Hi,i’m working on M size,inc 5 row although numb of stitches are correct but design dont come correct. i follow design from right side to left and purl design from left side to right.what im doing wrong dont know 😩

20.01.2019 - 19:42

DROPS Design answered:

Dear Mary, on 5th increase row repeat is now worked over 6 sts, you have now 299 sts and work as follows: 5 front band sts, repeat A.1A a total of times, work A.1B and 5 front band sts = 5+ (6 sts x 48) + 1 +5 = 299 sts. Happy knitting!

21.01.2019 - 12:16

Maryyam wrote:

Hello,i am very much intressted to know about the diagram A.1Afor M size.After elivation should i repeat from left side of diagram with A.1B (1 stitch)and continue with 4 stitched of A.1,mean total 5 stitches on this round? and on next line continue with 4 stitches A.1A from right side of the diagram?

15.12.2018 - 23:10

DROPS Design answered:

Dear Maryyam, you will work A.1 from RS like this: 5 front band sts, repeat A.1A a total of 26 times, then work A.1B (= 1 st) and finish with 5 front band sts. From WS, work then A.1B and A.1A reading diagram from the left towards theh right. Happy knitting!

17.12.2018 - 09:58

country flag Pata Corine wrote:

Bonjour, je ne comprends pas comment relever les 8 mailles sous la manche.

20.11.2018 - 09:36

DROPS Design answered:

Bonjour Mme Pata, quand vous reprenez les mailles de la manche, relevez 1 maille dans chacune des 8 mailles que vous avez monté lors de la division de l'ouvrage pour séparer le dos/les devants et les manches.
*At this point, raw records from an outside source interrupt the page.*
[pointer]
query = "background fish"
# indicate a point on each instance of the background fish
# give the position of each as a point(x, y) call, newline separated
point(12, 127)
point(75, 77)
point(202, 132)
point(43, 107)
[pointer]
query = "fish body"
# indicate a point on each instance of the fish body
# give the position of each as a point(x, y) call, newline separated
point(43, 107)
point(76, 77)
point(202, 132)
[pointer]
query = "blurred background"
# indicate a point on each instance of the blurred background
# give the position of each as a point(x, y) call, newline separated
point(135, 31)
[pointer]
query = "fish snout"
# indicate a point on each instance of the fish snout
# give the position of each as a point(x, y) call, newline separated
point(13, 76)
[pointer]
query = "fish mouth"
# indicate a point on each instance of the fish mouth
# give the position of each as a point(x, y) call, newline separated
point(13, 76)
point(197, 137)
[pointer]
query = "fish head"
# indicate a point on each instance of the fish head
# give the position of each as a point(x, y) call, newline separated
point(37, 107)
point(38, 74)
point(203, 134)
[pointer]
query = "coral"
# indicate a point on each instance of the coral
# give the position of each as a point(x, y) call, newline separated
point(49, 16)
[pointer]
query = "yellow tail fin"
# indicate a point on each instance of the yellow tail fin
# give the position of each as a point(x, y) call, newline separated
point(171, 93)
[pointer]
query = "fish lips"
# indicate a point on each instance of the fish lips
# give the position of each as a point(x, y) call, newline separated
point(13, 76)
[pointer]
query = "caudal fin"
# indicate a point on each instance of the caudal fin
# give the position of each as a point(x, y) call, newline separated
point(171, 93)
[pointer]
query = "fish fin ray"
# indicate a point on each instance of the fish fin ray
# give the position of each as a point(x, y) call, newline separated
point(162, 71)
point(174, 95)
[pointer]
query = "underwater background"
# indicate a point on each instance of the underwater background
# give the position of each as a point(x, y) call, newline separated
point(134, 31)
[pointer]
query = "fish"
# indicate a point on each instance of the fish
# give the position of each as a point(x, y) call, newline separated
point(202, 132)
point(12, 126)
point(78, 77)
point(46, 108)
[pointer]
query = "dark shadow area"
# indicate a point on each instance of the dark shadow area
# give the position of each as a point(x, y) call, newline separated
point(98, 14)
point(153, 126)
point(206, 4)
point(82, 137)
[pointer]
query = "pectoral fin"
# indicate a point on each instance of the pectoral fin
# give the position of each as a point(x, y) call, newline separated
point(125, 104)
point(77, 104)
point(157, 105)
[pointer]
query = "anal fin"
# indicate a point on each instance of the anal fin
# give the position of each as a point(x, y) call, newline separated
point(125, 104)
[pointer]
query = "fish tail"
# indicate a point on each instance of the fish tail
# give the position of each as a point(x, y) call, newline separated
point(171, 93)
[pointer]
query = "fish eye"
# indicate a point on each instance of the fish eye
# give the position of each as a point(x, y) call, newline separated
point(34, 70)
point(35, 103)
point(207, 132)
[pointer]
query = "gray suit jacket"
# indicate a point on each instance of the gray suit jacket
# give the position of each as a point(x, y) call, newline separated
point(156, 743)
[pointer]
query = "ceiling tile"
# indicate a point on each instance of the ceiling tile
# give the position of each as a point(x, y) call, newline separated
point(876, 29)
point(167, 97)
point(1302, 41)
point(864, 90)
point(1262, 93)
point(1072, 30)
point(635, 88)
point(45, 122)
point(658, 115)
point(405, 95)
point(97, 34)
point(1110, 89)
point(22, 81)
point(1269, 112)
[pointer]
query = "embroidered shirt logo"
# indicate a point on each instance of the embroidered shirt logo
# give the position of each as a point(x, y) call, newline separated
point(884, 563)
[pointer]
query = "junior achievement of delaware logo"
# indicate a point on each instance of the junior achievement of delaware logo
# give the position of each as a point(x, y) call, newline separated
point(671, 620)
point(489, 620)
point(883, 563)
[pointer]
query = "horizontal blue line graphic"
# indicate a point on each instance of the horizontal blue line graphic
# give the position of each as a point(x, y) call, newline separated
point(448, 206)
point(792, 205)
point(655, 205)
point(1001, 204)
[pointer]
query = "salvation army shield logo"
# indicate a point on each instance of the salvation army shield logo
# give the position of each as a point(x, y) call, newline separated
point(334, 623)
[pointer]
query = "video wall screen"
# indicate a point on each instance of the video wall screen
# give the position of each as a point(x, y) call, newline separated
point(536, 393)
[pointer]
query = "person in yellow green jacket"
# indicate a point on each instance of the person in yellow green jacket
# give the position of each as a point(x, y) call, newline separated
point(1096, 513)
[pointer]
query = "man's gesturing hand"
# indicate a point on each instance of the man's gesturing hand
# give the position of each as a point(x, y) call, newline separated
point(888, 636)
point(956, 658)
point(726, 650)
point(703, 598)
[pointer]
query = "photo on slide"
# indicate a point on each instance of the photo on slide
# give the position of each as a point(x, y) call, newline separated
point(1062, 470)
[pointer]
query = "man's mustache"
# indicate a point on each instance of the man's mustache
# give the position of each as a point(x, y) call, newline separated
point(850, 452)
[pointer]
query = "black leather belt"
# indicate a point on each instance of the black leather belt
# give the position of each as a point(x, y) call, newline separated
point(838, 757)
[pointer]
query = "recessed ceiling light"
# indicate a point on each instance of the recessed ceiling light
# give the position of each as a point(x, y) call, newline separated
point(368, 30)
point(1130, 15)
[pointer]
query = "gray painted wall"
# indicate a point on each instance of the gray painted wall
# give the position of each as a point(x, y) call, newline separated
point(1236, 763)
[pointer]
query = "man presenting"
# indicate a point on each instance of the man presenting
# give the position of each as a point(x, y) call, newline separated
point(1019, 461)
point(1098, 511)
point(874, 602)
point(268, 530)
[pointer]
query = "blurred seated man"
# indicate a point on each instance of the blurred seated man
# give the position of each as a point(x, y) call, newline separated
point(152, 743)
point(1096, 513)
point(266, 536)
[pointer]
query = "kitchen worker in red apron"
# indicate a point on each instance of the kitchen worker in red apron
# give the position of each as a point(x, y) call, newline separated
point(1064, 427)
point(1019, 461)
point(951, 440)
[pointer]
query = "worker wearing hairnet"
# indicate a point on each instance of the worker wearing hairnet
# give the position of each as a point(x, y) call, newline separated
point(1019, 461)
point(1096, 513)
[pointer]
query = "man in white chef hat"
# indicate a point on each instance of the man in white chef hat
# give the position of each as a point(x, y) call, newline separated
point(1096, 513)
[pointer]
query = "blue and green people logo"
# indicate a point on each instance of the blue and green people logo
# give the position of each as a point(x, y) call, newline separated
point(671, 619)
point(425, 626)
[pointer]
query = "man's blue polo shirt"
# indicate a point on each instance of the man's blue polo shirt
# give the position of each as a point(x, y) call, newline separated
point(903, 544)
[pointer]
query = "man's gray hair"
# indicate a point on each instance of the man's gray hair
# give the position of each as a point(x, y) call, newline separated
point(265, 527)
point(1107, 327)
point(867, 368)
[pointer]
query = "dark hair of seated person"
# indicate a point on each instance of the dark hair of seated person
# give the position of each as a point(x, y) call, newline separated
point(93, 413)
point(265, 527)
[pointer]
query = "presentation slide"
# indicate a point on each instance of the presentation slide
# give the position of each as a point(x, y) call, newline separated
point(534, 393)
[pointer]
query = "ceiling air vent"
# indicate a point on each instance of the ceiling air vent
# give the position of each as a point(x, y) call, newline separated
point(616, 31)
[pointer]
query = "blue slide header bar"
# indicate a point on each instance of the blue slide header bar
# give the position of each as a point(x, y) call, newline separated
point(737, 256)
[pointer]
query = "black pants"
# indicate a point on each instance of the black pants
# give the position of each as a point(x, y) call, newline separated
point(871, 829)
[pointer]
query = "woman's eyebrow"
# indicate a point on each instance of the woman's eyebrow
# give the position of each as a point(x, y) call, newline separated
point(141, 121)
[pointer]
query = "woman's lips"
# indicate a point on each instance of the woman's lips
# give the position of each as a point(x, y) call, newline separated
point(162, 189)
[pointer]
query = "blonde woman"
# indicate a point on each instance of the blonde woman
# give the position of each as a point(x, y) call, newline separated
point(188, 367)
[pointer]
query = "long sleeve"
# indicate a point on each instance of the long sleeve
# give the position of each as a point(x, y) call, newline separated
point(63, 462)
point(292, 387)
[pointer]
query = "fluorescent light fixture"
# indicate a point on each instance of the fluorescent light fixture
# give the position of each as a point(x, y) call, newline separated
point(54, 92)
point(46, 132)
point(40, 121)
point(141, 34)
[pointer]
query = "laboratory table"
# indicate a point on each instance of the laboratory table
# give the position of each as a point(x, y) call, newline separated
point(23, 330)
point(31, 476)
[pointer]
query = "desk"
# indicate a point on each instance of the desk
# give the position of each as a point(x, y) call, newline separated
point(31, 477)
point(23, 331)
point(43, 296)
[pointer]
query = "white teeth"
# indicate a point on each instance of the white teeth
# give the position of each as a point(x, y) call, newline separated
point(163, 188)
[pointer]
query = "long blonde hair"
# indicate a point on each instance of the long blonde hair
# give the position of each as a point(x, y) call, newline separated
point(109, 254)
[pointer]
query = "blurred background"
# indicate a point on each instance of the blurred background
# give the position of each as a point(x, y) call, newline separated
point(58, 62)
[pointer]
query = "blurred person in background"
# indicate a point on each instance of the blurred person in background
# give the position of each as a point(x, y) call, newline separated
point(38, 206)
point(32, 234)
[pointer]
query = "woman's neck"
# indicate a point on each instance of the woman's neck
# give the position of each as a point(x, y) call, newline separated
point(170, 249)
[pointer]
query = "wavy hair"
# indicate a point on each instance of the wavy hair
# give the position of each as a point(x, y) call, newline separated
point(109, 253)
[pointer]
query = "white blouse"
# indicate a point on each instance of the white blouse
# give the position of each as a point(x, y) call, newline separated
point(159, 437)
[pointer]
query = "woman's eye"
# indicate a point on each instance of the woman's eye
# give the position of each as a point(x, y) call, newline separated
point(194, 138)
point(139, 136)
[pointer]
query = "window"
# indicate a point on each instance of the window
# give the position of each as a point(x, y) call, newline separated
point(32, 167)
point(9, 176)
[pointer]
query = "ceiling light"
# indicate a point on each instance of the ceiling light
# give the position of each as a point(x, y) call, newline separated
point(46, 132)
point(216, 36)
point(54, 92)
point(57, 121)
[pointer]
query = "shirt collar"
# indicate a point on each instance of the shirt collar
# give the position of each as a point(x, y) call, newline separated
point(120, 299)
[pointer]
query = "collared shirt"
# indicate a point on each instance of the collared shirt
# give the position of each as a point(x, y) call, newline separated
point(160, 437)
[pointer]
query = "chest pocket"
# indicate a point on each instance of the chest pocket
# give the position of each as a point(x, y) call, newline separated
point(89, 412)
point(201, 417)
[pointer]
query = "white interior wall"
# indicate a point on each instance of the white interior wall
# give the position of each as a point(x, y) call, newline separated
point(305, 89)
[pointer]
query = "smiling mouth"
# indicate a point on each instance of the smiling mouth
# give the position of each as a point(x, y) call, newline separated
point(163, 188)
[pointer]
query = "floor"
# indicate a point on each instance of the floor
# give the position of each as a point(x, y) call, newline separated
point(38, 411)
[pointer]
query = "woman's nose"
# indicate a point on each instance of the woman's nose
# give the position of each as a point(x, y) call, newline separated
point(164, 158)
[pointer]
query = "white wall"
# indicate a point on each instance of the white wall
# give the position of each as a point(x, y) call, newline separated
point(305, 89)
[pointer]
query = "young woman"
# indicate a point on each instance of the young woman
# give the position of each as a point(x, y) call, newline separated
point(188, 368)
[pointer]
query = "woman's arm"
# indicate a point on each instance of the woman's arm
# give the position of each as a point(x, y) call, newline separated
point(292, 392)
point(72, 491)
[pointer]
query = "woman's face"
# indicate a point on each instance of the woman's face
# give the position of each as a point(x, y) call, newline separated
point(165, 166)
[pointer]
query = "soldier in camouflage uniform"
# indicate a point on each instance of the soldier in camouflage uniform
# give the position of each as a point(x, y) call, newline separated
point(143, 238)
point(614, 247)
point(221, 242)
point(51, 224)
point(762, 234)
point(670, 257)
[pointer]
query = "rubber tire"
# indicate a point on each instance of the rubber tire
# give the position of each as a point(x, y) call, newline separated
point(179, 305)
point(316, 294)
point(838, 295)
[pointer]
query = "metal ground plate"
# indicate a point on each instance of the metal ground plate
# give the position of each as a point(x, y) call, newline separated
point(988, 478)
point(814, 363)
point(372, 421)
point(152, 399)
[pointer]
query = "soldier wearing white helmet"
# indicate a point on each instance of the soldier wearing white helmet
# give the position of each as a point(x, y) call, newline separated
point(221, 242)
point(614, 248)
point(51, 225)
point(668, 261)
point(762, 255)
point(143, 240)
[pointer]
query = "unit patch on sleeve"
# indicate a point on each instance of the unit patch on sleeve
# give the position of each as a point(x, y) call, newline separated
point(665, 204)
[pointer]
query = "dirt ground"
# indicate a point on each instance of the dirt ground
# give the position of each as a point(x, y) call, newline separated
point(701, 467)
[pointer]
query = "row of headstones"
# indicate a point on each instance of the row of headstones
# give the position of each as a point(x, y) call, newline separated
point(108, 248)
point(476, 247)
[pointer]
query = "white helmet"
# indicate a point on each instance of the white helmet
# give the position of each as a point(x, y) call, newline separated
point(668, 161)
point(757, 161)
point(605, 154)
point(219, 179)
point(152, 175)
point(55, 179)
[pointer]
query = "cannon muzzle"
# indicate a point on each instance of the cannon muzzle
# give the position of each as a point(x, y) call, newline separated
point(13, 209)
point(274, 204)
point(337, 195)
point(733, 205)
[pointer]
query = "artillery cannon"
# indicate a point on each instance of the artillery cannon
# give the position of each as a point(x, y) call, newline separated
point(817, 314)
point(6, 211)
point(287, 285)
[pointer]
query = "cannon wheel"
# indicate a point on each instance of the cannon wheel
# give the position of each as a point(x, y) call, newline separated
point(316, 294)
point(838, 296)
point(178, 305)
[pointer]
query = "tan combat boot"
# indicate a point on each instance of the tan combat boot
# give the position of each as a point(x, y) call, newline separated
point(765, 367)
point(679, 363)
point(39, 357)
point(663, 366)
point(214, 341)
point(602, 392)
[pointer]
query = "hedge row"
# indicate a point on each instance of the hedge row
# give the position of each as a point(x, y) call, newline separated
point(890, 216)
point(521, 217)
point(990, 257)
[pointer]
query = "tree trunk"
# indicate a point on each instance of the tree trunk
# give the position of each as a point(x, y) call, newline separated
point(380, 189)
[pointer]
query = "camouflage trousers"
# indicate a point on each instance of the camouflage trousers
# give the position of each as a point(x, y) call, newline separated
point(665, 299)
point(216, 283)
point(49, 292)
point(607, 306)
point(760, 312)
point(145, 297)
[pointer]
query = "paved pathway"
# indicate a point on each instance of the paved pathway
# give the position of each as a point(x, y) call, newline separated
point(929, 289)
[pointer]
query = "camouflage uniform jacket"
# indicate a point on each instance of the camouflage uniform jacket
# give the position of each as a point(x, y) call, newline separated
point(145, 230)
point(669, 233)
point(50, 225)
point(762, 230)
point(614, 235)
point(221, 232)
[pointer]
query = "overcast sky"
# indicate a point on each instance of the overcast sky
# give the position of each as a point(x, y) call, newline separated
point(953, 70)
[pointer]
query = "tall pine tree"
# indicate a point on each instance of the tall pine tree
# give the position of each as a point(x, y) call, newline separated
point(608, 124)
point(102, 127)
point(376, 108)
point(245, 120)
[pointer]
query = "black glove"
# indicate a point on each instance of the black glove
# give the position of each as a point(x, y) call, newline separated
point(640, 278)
Cette vidéo montre (à partir du time code 9:37) comment procéder. Bon tricot!

20.11.2018 - 11:30

country flag DROPS Design wrote:

Colour combinations shown are: A) DROPS Alpaca 607, 618, 2020, 7139, 2915, 2925, 6309, 2923

06.02.2018 - 10:25

country flag Grethe Netland Dypvik wrote:

Hei,Hvilket garn kan jeg bytte i for å strikke BlackBerry fizz jakka.Vil gjerne strikke i pinne 3-4 men ikke i det alpakkagarnet som er i oppskriften.mvh Grethe

16.01.2018 - 14:28

DROPS Design answered:

Hei Grethe. Du kan bytte ut Alpaca med andre kvaliteter vi har i garngruppe A, bare husk at du må ha samme strikkefasthet som er oppgitt i oppskriften. God Fornøyelse!

17.01.2018 - 08:03

Maria wrote:

Was bedeuten die (24M) oder +(17M) an den Bildern.Ich kann das nicht verstehen da doch die Maschenanzahl in der Anleitung sind?

15.11.2017 - 12:18

DROPS Design answered:

Liebe Maria, die Maschenanzahl an den Bildern ist die Maschenanzahl für 10 cm (meistens glatt oder kraus rechts gestrickt), "+" ist wenn mehr als 1 Wolle/Qualität gestrickt wird. Viel Spaß beim stricken!